- Leaders: Tengku Mahmood Mahyideen Tengku Abdul Jalal
- Dates active: 1947 – present
- Group: Tentara Nasional Pembebasan Rakyat Patani (People's National Liberation Army of Patani)
- Headquarters: Kelantan, Malaysia
- Active regions: Southern Thailand
- Ideology: Separatism Religious conservatism Nationalism Islamism
- Wars: the South Thailand insurgency

= Islamic Liberation Front of Patani =

Islamic militant separatist organization in South Thailand

The Islamic Liberation Front of Patani (Barisan Islam Pembebasan Patani, abbreviated BIPP), until 1986 known as the National Liberation Front of Patani (NLFP; Barisan Nasional Pembebasan Patani, BNPP; also translated as "Patani National Liberation Front" or "National Front for the Liberation of Pattani"; ขบวนการแนวร่วมปลดแอกแห่งชาติปัตตานี) is a militant Islamic separatist movement based in northern Malaysia and with a history of operations in the South Thailand insurgency.

==History==
The group was formed in 1959 by Tengku Abdul Jalal, aka Adul na Saiburi, and is reputed to be one of the first armed insurgent outfits in the Pattani area. The group had its base in Southern Thailand.

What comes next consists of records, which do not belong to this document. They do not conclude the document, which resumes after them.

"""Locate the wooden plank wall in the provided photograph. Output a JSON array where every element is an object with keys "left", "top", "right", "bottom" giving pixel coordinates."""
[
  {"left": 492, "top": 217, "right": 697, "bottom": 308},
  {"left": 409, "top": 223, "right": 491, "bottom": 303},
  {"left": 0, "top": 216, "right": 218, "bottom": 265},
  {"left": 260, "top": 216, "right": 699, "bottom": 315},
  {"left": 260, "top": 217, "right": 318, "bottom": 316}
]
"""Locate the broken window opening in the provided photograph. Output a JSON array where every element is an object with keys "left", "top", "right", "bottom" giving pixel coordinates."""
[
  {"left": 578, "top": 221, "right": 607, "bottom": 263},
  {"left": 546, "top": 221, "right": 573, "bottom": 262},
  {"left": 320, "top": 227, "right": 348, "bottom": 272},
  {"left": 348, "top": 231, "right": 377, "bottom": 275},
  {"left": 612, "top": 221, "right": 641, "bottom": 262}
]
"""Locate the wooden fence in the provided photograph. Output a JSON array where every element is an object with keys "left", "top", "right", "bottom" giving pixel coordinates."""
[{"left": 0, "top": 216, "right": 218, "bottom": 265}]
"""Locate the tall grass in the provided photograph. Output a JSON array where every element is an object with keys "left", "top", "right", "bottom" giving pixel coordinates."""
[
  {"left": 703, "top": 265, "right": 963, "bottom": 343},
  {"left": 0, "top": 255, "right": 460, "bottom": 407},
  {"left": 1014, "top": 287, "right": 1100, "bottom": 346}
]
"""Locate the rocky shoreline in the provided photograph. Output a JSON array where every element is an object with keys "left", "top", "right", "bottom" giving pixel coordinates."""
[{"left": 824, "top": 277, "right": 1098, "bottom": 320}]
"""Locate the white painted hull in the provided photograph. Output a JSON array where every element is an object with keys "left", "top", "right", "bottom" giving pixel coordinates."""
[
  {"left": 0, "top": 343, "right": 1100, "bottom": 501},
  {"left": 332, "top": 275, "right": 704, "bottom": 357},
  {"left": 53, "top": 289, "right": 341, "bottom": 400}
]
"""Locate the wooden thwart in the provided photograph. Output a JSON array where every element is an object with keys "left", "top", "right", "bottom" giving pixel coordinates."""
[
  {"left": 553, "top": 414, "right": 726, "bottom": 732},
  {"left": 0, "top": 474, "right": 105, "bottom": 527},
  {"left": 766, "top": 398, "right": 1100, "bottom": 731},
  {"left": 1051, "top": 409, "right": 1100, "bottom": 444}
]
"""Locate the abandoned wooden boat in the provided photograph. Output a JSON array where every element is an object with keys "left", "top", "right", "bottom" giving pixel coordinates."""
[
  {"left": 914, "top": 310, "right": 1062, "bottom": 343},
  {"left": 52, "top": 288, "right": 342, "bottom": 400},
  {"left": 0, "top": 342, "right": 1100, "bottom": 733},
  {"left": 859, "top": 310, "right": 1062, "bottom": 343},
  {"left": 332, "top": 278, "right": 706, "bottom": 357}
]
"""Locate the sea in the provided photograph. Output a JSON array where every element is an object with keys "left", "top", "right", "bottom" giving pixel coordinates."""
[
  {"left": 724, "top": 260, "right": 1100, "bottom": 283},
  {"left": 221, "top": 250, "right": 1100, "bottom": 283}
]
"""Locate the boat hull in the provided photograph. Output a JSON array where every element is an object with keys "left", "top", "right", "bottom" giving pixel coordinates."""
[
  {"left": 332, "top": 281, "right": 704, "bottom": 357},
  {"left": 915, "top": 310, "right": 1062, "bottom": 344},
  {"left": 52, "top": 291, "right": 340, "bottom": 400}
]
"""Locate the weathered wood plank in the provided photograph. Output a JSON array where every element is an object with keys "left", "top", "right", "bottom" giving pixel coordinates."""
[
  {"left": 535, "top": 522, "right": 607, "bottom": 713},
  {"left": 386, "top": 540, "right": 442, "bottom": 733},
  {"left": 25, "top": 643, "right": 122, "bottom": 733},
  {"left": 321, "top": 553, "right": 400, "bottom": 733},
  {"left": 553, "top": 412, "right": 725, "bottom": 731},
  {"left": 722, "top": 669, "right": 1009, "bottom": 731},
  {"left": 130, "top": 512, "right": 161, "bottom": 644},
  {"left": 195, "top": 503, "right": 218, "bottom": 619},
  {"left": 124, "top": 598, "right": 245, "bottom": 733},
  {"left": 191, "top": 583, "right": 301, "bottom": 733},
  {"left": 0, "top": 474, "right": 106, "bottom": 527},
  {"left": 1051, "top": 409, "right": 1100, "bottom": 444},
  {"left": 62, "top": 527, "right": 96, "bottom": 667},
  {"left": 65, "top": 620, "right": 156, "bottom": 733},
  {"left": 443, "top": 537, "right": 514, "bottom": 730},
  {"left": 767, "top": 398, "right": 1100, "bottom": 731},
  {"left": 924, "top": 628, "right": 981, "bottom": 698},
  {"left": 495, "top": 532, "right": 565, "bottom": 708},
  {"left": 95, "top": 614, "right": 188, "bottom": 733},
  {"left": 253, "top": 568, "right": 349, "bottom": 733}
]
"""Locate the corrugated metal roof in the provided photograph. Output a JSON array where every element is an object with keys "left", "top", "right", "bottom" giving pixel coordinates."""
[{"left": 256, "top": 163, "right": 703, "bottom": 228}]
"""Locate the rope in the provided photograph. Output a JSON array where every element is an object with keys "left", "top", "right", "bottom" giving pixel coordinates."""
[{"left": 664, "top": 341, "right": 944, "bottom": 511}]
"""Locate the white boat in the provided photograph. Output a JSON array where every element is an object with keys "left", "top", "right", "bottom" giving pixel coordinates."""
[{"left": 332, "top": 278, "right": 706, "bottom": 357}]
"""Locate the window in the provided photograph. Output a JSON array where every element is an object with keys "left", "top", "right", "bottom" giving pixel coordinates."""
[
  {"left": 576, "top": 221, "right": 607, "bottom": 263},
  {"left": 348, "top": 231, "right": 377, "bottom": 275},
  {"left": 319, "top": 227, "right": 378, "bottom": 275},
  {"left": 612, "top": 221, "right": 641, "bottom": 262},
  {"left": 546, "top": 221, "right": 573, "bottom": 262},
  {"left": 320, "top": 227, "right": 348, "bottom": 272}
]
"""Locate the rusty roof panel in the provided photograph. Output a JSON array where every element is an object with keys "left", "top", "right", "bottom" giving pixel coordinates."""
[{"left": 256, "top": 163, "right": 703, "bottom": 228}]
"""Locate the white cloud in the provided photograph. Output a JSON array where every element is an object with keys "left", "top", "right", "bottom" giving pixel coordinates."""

===Barisan Islam Pembebasan Patani===
The BNPP was very active in the 1970s and 1980s. It renamed itself to "Islamic Front for the Liberation of Pattani" (BIPP) in 1986. After a period of dormancy, it was revived in 2002. The renewed group has reduced its nationalistic emphasis and expanded its hard-line Islamic politico-religious goals. It is known for its attacks against the Buddhist minorities of Southern Thailand. The political wing of the group participates in Malaysian state-level politics.